California’s youth population is exploding – both in numbers and, potentially, behaviors breeding poor health and even early death.
Those twin conclusions in a report by a coalition of public- and private-sector advocates have led the group to propose new ways of turning teens from problem-prone to healthy.
The California Adolescent Health Collaborative presented its findings and recommendations Tuesday.
The population of children aged 10 to 19 is growing almost three times as fast in California as in the nation. The state’s youth population is expected to rise from 4.4 million in 1995 to 6 million in 2005, the U.S. Census Bureau predicts.

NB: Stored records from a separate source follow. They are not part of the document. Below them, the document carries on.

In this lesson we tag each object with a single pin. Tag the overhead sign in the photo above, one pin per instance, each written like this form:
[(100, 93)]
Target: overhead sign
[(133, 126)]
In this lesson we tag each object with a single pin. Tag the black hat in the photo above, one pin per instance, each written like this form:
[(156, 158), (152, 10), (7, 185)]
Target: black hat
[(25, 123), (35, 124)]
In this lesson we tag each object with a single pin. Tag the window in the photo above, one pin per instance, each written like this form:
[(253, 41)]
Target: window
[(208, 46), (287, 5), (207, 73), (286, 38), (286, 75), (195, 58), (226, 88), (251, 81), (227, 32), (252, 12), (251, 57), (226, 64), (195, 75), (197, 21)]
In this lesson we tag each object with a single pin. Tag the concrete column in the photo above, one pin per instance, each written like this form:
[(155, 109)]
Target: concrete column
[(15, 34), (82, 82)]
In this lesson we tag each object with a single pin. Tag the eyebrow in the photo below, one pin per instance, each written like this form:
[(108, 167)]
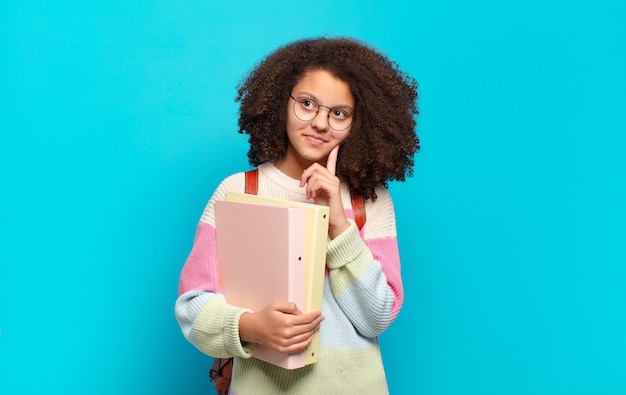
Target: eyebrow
[(312, 96)]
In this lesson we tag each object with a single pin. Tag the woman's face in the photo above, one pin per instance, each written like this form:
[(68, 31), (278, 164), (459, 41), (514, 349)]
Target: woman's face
[(311, 141)]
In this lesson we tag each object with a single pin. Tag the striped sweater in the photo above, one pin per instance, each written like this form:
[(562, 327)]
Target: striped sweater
[(361, 298)]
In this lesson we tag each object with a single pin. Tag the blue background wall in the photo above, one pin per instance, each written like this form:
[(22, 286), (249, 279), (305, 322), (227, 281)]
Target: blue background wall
[(118, 121)]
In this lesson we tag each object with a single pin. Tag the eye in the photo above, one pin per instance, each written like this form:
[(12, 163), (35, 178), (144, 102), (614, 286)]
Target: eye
[(340, 113), (308, 104)]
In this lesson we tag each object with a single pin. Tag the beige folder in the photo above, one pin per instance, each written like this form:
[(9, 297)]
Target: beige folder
[(316, 234)]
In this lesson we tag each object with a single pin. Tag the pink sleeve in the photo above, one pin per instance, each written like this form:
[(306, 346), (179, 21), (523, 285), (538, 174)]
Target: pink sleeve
[(385, 251), (200, 270)]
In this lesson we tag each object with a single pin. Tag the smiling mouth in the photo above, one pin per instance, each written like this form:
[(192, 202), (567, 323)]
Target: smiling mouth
[(314, 139)]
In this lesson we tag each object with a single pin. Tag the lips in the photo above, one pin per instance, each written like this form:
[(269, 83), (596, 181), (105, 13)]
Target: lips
[(315, 140)]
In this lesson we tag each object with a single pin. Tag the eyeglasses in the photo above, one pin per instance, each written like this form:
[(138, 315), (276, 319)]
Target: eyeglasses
[(305, 109)]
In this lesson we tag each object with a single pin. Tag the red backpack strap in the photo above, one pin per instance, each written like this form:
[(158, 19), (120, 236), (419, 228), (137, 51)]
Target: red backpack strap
[(358, 207), (252, 182)]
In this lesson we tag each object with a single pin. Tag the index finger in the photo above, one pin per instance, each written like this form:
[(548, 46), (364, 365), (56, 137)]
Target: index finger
[(331, 162)]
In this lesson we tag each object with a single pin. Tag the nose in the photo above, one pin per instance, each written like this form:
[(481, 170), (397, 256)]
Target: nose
[(320, 121)]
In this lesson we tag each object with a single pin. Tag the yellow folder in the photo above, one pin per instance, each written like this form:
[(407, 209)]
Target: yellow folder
[(315, 246)]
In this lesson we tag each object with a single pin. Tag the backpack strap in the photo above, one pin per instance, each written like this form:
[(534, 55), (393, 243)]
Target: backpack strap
[(252, 182), (358, 203), (358, 207)]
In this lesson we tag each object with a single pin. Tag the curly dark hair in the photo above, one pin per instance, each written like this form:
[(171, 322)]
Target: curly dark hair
[(382, 141)]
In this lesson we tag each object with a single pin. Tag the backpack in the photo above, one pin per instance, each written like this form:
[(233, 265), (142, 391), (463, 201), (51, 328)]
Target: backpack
[(222, 369)]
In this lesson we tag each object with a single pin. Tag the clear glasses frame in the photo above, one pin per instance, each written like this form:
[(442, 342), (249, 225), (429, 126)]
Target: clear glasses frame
[(306, 115)]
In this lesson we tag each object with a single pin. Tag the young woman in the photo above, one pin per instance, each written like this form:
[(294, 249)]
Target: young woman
[(327, 118)]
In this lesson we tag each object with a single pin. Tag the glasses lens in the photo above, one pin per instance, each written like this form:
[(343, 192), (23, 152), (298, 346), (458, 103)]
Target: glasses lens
[(339, 118), (306, 109)]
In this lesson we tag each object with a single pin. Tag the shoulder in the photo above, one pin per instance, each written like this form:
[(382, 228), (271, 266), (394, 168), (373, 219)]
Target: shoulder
[(380, 218)]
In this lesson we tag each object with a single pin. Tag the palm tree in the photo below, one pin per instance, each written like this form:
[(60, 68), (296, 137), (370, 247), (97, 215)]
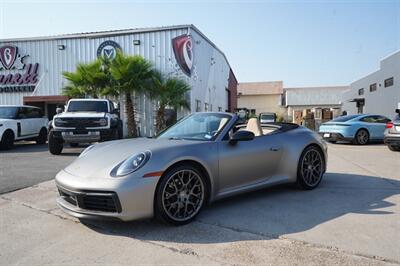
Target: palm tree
[(132, 75), (169, 92), (88, 80)]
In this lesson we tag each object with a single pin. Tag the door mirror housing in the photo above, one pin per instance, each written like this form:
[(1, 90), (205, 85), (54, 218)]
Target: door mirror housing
[(241, 135)]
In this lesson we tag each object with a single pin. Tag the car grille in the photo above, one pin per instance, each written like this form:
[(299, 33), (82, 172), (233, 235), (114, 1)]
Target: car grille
[(78, 122), (92, 200)]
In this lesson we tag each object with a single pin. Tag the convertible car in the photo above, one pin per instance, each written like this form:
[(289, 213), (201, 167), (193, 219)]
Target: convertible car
[(202, 158)]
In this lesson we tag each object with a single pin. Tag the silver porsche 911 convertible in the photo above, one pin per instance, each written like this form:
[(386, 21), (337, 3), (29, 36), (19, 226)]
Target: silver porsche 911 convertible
[(202, 158)]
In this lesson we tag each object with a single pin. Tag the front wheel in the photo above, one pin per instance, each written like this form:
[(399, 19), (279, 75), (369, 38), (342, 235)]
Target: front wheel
[(42, 138), (311, 168), (55, 146), (181, 195)]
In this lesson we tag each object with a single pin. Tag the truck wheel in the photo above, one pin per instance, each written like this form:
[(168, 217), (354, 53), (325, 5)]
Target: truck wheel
[(7, 140), (120, 133), (55, 146), (42, 138)]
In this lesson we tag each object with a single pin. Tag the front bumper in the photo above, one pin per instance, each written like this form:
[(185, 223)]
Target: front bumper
[(125, 199), (83, 135)]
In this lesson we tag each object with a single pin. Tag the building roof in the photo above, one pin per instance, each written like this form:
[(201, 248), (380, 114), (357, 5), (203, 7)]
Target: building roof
[(260, 88), (109, 33)]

This growth is expected to amplify the state’s racial diversity, affecting everything from pregnancy prevention to
murder rates, which differ between
“It’s an important social experiment that we’re about to engage in,” said Claire Brindis, a group leader and pediatrics professor at the University of California, San Francisco. “Schools are starting to think about this in terms of classrooms they need. Prisons are starting to think about this.”
Now is also the time for health advocates to consider the implications, Brindis said. The group’s report argues that while the warning signs aren’t extreme, the population boom could compound typical teen problems.
Teens are already murdered here at a greater rate than the national average. Meanwhile, California must work to keep its teen suicide and car crash death rates relatively low, Brindis said.
There is no vaccine for these kinds of health hazards and no one expects a quick fix. Instead, the group argues, adults need to adopt a fundamentally new view of growing up.
“We’re talking about changing the way that people think about teens to get people to understand that teens are a resource instead of a liability,” said Serena Clayton, the group’s director who wrote the report with Brindis.
That requires change among parents, who may now view the teen-age years as an eerie perversion on the path to adulthood.
“Kids need to feel connected to meaningful adults,” Brindis said.
Not that all the onus falls on older generations. Teen-agers need to take advantage of public health assistance programs, engage in volunteer work and even insist on advising institutions that influence their lives, the groups said.
“It’s not just about ’just say no to drugs,”’ Clayton said. “It’s about how to be successful.”